The majority of past studies measured eye movements when the observer’s head was immobilized. Eye behavior without head movements may, however, not reflect the dynamics of gaze selection in the real world where large scanning eye movements are supported by head movements. First, when studying gaze behavior without head movements, visual information is pre-selected by the experimenter, whereas in studies with free head movements, visual information is selected by the observer. Second, when head movements are permitted, eyes and head jointly control the direction of gaze, and the eyes enable the stability of the retinal images during large head movements (Fig. 17; Einhäuser et al., 2009). Third, looking behavior changes substantially from head-fixed passive viewing to viewing with free head movements.

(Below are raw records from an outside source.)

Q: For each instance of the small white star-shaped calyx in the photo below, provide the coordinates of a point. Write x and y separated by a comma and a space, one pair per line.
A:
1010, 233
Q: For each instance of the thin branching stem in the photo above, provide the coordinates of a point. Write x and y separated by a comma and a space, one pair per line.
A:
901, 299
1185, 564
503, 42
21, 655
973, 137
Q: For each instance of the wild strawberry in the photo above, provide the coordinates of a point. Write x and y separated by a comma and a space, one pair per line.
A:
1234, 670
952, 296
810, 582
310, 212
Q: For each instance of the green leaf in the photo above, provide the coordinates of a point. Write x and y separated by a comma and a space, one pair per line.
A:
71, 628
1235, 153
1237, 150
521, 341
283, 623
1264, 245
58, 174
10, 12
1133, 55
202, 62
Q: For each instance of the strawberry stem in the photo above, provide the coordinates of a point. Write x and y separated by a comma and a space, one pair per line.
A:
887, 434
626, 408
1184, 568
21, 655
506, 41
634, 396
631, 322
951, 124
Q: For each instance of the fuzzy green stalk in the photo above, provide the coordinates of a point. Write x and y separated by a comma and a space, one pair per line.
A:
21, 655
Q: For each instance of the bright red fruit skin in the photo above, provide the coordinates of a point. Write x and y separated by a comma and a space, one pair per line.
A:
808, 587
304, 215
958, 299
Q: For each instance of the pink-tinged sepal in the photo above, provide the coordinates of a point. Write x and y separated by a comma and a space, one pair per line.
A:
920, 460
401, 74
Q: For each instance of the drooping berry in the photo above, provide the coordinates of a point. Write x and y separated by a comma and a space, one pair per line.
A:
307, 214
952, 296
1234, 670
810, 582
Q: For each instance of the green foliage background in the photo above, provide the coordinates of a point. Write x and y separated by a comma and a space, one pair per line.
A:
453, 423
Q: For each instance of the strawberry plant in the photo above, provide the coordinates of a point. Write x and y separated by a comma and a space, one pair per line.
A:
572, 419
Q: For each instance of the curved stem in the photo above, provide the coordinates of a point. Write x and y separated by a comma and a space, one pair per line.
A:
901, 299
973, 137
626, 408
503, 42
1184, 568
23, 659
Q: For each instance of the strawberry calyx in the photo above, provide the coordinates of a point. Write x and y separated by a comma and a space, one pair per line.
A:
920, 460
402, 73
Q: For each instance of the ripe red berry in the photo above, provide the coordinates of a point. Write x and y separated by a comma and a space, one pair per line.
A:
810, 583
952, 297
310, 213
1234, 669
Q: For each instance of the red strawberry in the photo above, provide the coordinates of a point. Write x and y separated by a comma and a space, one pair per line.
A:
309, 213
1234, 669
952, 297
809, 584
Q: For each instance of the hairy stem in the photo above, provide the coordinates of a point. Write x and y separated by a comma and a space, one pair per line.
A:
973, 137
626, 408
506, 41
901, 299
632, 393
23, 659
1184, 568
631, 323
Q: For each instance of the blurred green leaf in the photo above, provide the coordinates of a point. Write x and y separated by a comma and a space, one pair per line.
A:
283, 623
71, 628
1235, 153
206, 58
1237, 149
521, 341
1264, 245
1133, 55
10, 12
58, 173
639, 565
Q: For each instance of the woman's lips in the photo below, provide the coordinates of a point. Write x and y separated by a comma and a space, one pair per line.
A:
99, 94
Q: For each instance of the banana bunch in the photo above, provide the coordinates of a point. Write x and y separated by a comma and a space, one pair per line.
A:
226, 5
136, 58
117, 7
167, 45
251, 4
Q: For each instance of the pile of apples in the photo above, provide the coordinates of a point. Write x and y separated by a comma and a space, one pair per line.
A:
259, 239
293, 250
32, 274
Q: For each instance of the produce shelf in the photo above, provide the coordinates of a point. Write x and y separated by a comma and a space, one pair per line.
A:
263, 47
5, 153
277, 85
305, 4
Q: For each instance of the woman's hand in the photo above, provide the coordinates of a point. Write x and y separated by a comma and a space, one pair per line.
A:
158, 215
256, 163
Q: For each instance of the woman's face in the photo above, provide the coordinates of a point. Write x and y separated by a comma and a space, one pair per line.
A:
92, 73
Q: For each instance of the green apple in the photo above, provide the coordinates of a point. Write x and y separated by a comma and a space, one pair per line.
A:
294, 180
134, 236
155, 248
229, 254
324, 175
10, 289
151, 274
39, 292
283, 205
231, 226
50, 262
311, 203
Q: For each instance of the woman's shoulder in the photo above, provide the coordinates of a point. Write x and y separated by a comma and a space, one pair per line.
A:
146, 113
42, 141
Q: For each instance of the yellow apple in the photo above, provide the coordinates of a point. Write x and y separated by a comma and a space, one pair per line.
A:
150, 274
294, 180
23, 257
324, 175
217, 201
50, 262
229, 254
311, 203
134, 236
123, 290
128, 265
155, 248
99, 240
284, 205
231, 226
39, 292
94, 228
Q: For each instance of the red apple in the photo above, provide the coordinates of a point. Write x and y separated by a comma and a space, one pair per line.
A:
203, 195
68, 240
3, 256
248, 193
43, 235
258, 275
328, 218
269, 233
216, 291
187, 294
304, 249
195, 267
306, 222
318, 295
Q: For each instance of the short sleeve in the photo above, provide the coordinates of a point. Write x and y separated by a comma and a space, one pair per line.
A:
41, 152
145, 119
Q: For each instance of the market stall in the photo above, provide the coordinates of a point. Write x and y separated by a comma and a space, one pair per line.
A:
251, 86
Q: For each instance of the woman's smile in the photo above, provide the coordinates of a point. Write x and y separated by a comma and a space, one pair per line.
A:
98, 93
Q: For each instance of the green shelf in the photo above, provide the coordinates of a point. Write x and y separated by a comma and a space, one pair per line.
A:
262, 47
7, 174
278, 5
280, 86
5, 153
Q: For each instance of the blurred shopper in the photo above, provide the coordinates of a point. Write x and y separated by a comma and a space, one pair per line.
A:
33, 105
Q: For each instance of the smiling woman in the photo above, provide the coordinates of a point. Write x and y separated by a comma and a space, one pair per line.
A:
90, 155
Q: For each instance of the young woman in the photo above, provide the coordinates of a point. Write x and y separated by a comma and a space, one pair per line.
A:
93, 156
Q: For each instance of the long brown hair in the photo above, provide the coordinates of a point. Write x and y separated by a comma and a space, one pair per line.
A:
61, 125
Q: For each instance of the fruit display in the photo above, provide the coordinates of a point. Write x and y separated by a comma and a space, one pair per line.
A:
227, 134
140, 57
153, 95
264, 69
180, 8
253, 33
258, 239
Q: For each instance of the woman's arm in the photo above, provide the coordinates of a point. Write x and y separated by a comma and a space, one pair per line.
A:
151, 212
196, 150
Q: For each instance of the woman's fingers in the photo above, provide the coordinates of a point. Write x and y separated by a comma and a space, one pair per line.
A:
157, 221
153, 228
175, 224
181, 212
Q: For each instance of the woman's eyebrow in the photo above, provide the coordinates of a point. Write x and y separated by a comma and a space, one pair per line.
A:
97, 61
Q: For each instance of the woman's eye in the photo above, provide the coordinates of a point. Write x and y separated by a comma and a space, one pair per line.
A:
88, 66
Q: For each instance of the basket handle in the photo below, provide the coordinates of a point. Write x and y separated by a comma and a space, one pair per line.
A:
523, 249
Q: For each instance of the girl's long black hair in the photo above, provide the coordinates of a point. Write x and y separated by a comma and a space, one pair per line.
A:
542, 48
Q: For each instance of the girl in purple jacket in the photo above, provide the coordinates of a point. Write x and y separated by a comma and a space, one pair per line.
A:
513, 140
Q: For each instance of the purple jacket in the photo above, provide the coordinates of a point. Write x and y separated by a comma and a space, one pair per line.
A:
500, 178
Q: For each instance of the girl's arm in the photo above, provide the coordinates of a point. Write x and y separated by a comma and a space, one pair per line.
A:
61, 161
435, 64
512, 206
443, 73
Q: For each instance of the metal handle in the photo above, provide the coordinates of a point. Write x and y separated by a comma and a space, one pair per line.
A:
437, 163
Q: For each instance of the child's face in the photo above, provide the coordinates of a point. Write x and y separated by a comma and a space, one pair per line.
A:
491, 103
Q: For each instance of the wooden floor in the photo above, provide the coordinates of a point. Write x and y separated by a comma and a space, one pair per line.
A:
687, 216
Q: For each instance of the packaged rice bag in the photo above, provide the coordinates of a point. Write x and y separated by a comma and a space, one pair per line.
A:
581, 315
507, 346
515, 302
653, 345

The present paper reported a direct comparison between visual exploration with the head-fixed condition and visual exploration with the head freely moving. Most notably, the direction, velocity, and angular variance of the eyes relative to the head seemed to be remarkably stable regardless of whether the head was restrained. This is an encouraging finding for the generalizability of head-fixed eye tracking experiments. In addition, the contributions of head and eyes with free head movements also depend on the observer’s task. When a participant has to focus on additional tasks, e.g., locating a target in the environment, actively interact with object in the environment (Land & Hayhoe, 2001; Land & Tatler, 2009), or navigate through an environment (e.g., Foulsham et al., 2011), then the head may be under more deliberate cognitive control.

The present tutorial was concerned exclusively with the exploration of static 360° panoramas. Although observers were seated in a stationary chair, recent work indicates that the key analyses and findings extend to when a person is seated in a swivel chair or is standing (Mehrotra et al., 2024) although, overall, more of the panorama is generally explored. Similarly, we expect that with some additions, the methods described here can be extended to dynamic panoramas (i.e., panoramas that change over time). Such stimuli can be produced by projecting 360° movies rather than static images onto the virtual sphere surrounding the participants (see for example, 360cities, n.d.). To deal with the dynamic stimulation and addition of smooth-pursuit eye movements, the algorithm for detecting ocular events (Method) will need to be expanded (e.g., by adapting the algorithms proposed by Dar et al., 2021; Komogortsev & Karpov, 2013), possibly by relating eye and head movements to local motions in the panoramas (see e.g., Chapel & Bouwmans, 2020). If one knows what objects are being introduced into the dynamic environment, then this should be relatively straight-forward. If not, then at this moment, it is not yet possible to recognize and identify objects in a scene automatically, although the technology on this front is making rapid progress. Regardless, the analyses of head, eyes-in-head, and eyes-in-space will be comparable to those presented here. On a similar note, the principles of eye and head analysis can also be extended to VR environments in which the observer is free to locomote within a dynamic environment.

In summary, the analysis of eye movements in dynamic panoramas is an exciting avenue for future research. We hope that this tutorial has provided the reader with an overview of the analytical tools to study head and eye movements, not only in the exploration of 360° panoramas, but also in more general settings and empower them to create their own analyses to answer the unique questions about eye movements that emerge.